Il est en effet faux de vouloir forcément associer les deux. La plupart des enfants hyperactifs présentent en plus des troubles de l'attention. Mais l'inverse n'est pas vrai, puisque près de 50% des enfants soufrant d'un TDA ne sont pas hyperactifs.
Voilà qui est important à savoir et à garder à l'esprit pour poser un bon diagnostic et proposer un traitement approprié.
Enfin, il faut savoir que le TDA/H touche environ 5% des enfants et des adolescents.
Il touche également mais, dans une moindre mesure, les adultes.
Les manifestations du TDA/H
L'élément central du trouble consiste en un déficit des processus cognitifs. Un enfant souffrant de déficit d'attention aura souvent de grandes difficultés à être attentif, se mettre au travail, ne pas se disperser, s'organiser, rester attentif à ce qu'il fait. Il lui est très difficile d'intégrer plus d'une consigne à la fois ou à ne pas oublier la seule consigne qu'on vient de lui donner. Un oiseau qui chante, une feuille qui tombe de l'arbre, un rien viendra le distraire, il n'arrive pas à faire le tri parmi toutes les sollicitations de son environnement.

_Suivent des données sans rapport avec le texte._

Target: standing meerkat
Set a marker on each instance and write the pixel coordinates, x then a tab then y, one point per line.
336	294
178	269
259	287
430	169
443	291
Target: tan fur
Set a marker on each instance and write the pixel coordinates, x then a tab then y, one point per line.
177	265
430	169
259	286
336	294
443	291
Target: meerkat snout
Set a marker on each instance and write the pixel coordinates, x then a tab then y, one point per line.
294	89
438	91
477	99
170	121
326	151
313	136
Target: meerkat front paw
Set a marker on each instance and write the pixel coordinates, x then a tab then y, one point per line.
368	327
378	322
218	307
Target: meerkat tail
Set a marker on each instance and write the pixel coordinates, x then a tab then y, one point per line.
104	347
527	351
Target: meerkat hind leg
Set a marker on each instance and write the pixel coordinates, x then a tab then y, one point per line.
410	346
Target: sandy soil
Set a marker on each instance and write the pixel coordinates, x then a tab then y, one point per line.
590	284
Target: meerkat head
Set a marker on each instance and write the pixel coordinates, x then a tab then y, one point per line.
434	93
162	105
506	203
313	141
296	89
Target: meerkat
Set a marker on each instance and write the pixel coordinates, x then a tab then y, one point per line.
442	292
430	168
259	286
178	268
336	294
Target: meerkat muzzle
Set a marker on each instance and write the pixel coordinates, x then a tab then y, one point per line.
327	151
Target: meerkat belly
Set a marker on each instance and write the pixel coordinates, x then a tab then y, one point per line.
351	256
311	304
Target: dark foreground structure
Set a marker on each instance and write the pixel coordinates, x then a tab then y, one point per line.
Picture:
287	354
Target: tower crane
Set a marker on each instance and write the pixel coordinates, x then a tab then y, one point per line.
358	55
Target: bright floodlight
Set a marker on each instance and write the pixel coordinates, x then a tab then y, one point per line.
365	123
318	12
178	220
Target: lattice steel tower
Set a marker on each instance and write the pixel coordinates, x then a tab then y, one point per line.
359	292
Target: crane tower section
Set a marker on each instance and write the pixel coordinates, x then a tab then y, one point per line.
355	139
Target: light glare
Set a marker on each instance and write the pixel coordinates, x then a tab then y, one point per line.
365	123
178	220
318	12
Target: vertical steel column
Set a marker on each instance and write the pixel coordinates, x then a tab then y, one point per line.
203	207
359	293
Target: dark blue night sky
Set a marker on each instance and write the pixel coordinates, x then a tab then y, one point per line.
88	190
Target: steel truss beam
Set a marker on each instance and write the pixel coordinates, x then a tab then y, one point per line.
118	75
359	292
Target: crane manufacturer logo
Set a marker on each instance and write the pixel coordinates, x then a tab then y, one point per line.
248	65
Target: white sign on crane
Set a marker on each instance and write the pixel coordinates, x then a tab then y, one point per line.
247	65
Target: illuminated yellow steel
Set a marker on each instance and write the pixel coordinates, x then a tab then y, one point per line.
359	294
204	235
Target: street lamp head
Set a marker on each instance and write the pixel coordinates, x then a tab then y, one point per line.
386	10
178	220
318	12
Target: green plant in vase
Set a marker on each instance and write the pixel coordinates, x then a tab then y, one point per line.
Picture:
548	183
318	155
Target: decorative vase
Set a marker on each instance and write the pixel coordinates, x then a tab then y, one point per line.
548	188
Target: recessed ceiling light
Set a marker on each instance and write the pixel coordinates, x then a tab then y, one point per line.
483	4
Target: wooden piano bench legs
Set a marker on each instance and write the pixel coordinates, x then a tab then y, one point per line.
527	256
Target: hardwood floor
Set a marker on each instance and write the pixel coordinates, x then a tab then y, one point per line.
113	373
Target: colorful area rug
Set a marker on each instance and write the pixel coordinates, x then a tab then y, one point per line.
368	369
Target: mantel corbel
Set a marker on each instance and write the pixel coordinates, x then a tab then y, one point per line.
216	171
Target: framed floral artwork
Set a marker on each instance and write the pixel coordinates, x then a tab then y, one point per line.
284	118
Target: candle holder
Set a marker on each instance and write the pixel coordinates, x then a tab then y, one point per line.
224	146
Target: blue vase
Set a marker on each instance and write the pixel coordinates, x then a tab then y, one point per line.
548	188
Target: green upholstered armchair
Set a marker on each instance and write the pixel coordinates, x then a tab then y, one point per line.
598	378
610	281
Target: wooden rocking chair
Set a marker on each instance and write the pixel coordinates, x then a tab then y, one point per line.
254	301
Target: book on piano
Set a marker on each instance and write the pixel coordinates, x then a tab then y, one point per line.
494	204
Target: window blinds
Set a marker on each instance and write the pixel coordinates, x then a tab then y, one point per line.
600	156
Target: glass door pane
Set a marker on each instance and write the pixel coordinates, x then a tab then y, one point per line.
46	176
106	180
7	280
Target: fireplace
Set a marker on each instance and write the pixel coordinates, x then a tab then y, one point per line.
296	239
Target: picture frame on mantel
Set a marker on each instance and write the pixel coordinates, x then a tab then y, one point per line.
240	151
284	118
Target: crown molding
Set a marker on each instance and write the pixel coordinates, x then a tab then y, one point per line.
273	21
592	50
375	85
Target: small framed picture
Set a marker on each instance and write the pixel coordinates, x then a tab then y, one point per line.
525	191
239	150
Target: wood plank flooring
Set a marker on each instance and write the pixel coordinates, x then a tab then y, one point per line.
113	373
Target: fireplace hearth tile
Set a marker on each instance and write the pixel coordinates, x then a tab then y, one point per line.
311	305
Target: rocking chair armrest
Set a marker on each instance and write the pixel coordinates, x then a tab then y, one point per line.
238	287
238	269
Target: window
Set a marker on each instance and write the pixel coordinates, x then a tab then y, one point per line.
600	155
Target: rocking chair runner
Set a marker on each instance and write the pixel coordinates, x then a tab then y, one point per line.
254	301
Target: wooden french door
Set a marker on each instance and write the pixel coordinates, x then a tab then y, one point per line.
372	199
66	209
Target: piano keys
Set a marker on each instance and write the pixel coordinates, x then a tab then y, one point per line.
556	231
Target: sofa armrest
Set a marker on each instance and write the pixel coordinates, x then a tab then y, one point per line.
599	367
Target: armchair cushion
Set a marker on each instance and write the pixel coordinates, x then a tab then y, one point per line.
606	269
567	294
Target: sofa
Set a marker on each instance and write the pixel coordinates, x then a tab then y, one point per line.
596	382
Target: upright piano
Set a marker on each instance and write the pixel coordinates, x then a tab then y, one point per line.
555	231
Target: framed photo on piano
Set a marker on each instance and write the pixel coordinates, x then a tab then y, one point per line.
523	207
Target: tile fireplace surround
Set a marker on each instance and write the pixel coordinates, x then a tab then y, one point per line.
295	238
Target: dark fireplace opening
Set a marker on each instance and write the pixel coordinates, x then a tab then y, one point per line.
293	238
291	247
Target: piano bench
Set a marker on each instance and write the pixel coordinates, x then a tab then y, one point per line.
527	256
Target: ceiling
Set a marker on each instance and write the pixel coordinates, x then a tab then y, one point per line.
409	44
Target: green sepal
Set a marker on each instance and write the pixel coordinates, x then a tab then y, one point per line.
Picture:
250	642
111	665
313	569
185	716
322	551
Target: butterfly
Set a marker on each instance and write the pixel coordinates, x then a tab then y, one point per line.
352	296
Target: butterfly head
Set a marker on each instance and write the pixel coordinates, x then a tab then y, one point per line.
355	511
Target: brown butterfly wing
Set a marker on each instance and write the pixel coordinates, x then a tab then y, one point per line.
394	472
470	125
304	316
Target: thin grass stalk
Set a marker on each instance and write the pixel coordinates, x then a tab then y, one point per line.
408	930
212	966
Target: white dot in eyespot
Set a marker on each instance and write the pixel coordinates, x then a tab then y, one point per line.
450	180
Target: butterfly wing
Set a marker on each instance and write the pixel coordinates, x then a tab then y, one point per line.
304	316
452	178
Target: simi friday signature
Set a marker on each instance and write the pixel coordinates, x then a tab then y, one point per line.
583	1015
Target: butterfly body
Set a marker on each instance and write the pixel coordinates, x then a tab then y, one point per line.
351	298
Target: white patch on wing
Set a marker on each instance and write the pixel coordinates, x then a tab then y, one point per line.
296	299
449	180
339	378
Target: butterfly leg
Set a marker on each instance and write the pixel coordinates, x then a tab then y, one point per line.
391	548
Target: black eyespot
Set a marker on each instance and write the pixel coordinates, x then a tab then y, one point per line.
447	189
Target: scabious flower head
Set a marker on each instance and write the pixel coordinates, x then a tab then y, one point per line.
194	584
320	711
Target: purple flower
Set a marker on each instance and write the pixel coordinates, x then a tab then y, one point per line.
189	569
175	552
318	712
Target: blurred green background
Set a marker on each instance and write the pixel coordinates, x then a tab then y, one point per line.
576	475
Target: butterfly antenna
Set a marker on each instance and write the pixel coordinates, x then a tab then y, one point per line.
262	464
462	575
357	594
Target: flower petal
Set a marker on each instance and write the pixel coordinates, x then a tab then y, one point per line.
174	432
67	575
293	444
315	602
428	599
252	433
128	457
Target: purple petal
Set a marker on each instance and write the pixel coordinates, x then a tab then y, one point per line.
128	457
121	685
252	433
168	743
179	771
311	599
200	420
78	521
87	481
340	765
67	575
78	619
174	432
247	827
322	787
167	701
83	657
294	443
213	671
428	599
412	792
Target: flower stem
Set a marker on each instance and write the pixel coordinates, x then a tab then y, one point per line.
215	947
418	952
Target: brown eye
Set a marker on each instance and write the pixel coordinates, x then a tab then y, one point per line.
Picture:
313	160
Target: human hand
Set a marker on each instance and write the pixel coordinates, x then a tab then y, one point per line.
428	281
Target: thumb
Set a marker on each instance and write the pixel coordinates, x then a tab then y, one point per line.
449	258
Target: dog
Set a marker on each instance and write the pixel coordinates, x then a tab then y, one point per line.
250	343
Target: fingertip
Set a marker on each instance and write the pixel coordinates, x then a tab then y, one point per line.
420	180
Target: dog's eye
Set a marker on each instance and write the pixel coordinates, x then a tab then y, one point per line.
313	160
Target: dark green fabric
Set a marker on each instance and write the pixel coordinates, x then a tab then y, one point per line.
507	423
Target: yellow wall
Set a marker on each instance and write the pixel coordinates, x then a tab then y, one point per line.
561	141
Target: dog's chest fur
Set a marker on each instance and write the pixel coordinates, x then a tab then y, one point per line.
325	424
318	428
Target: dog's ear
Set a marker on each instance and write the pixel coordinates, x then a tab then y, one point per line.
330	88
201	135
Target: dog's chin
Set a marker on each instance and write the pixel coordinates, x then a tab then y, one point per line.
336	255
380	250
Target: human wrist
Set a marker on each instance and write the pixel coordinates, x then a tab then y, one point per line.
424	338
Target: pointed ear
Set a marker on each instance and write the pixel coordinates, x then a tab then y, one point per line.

L'hyperactivité ou la trop grande impulsivité dans les actes est une des manifestations du trouble. L'hyperactivité semble toucher plus les garçons que les filles. Elle peut aussi disparaître avec l'âge alors que les déficits attentionnels et cognitifs persistent. Voilà pourquoi on retrouve encore beaucoup de TDA/H chez les adultes !
Une fois scolarisé, l'enfant peut connaître des troubles d'apprentissage, être en échec scolaire. Enfin, conscient de sa différence et de ses « défauts », il peut se replier sur lui-même, se sentir « nul », développer une très basse estime de lui-même, connaître des moments dépressifs.
La difficulté dans le diagnostic de ce trouble, c'est que la manifestation de ces symptômes est de plus irrégulière.
Les causes du TDA/H : on avance
Pourquoi ces enfants-là connaissent-ils ce trouble-là ? Sur ce point, la recherche avance aussi.
Aujourd'hui, plusieurs pistes sont creusées. On sait qu'il y a des déficits neurochimiques importants qui sont impliqués dans le TDA/H. Selon le Dr. Diane de Longueville, « le TDA/H est bien un trouble neuropsychologique au cours duquel un dysfonctionnement cérébral, même minime, entraîne des troubles observables appartenant au domaine psychopathologique (trouble du comportement, irritabilité, instabilité...) et neuropsychologique (trouble de l'attention, perturbations neurocognitives). »
Mais ce trouble peut également avoir des origines héréditaires. Pour le quart des cas, tant chez les hommes que chez les femmes, on trouve un ou des parents présentant une forme de déficit de l'attention. Dans les autres cas, les liens héréditaires peuvent cependant être établis avec la famille élargie.
Enfin, certains facteurs non génétiques peuvent aggraver, parfois même causer le TDA/H : malformation prénatale due à la consommation de drogues, abus d'alcool, oxygénation insuffisante du foetus, empoisonnement au plomb, accident cérébral endommageant le cortex cérébral.
Le jugement des autres:
On le voit, les parents doivent faire face à une multitude de problèmes qui surgissent quotidiennement. Il faut hélas encore aussi y ajouter une pincée de culpabilité générée chaque jour par le regard des autres. Tous ces regards qui stigmatisent les parents d'enfants TDA/H vite catalogués « mal éduqués ». Toutes ces paroles qui isolent les enfants TDA/H dans leur différence. Dès lors, oui, le seul moyen de pallier tous ces troubles corollaires, c'est de parler, faire connaître et reconnaître le TDA/H.